Here is a good PhD thesis on the subject:
QUANTITATIVE APPROACH OF THE GENETIC DETERMINISM OF SEX EXPRESSION IN MONOECIOUS HEMP (CANNABIS SATIVA L.), AND ITS RELATIONSHIP WITH FLOWERING PHENOLOGY AND STEM AND SEED YIELDS
The sex determinism in dioecious hemp would be based on an X-to autosomes equilibrium and not on a Y-active mechanism (Westergaard 1958; Ainsworth 2000). This assumption agrees with the experiences carried out on polyploid hemp individuals (Warmke and Davidson 1944).
The X-to-autosomes system of sex determination is based on the ratio of the number of X chromosomes to the ploidy level. This system can explain why hemp polyploid individuals with XXY and XXXY formulae are female or female-hermaphrodite, and XY, XXYY and XYY individuals are male (Warmke and Davidson 1944).

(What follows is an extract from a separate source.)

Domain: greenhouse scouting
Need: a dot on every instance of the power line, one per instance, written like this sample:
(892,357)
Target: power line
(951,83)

The Y chromosomes are not necessary for the production of male flowers; moreover, the pollen can mature and be viable in the absence of Y chromosome.

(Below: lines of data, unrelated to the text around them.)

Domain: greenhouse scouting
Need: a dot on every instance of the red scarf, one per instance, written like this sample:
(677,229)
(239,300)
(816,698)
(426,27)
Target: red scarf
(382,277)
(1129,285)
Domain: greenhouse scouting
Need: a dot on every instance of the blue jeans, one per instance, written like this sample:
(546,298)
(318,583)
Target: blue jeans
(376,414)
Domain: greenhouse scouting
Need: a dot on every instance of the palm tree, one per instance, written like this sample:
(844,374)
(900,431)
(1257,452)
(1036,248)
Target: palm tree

The diversity of intersexual forms, the bipotency of sexually predetermined plants and the occurrence of fertile male flowers on female plants of dioecious hemp suggested that the sex in hemp would be determined by the activity of genes that are located not only on the sex chromosomes but also on the autosomes (Grisko 1937 cited by Truta et al., 2007; Sengbusch, 1952 cited by Westergaard, 1958; Rath, 1968 cited by Truta et al., 2007; Migail, 1986 cited by Mandolino and Ranalli, 2002). Grişko (1937 cited by Truta et al. 2007) considers that the determinants of phenotype and those of sexualisation are independent since female plants are able to produce male flowers under given environmental conditions. The ability to reverse the sex determination mechanism by hormonal treatment suggested that sex determination genes could regulate alternative programs of sexuality through a signal transduction mechanism that modifies endogenous hormonal levels (Dellaporta and Calderon-Urrea 1993).

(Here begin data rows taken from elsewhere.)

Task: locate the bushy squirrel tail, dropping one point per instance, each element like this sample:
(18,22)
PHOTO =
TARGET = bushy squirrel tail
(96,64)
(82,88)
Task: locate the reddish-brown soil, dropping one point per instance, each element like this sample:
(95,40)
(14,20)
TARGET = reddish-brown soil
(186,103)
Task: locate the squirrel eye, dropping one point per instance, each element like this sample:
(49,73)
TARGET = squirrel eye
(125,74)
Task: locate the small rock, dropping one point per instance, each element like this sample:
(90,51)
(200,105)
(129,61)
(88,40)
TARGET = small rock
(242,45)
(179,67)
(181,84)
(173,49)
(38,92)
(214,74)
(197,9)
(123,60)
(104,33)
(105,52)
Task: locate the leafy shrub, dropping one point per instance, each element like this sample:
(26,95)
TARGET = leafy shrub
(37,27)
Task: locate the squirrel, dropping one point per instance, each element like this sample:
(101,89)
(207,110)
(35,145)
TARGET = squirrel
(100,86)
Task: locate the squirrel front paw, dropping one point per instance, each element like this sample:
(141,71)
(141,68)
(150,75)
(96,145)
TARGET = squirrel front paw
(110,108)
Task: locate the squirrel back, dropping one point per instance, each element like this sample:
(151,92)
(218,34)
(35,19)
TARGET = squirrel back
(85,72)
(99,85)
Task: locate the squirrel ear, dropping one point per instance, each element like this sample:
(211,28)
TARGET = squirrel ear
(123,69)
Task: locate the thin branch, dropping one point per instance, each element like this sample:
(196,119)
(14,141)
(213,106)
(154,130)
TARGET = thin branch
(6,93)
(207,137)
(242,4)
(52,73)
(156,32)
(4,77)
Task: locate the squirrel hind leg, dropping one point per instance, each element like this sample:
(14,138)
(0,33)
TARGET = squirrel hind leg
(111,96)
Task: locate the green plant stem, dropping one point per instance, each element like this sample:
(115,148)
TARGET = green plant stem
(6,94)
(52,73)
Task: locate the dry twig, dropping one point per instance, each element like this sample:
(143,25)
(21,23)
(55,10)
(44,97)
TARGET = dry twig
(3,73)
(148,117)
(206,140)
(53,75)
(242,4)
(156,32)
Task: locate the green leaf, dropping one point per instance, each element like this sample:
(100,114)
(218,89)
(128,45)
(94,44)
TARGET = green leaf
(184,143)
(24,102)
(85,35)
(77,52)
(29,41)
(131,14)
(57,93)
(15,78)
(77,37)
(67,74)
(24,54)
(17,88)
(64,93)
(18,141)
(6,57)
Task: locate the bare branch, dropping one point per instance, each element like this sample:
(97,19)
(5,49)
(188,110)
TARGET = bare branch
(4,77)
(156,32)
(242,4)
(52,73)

Markers, referred to as MADC, for male-associated DNA sequence in C. sativa:
Hybridization of DNA from male and female plants by southern blotting analysis revealed either the absence of no sex-linked polymorphism (Mandolino et al. 1999), either multiple bands among which only few are male-specific (Sakamoto et al. 2000; Torjek et al. 2002; Sakamoto et al. 2005). Similarly, the in situ hybridization of chromosomes with the MADC3 and MADC4 sequences produced signals dispersed on all chromosomes and thus not specific of the Y chromosome. Thus multiple sequences encoding retrotransposable elements should exist ubiquitously in the genome of C. sativa (Sakamoto et al. 2005). This appears in agreement with the view of Clark et al. (1993), who observed no major difference in the distribution of repeated DNA sequences between X, Y and autosomes in Rumex acetosa, a dioecious species with heteromorphic sex chromosomes. According to Charlesworth (2002), the abundances in repeated DNA in plants bearing sex chromosomes would be mostly similar on both sex chromosomes and autosomes.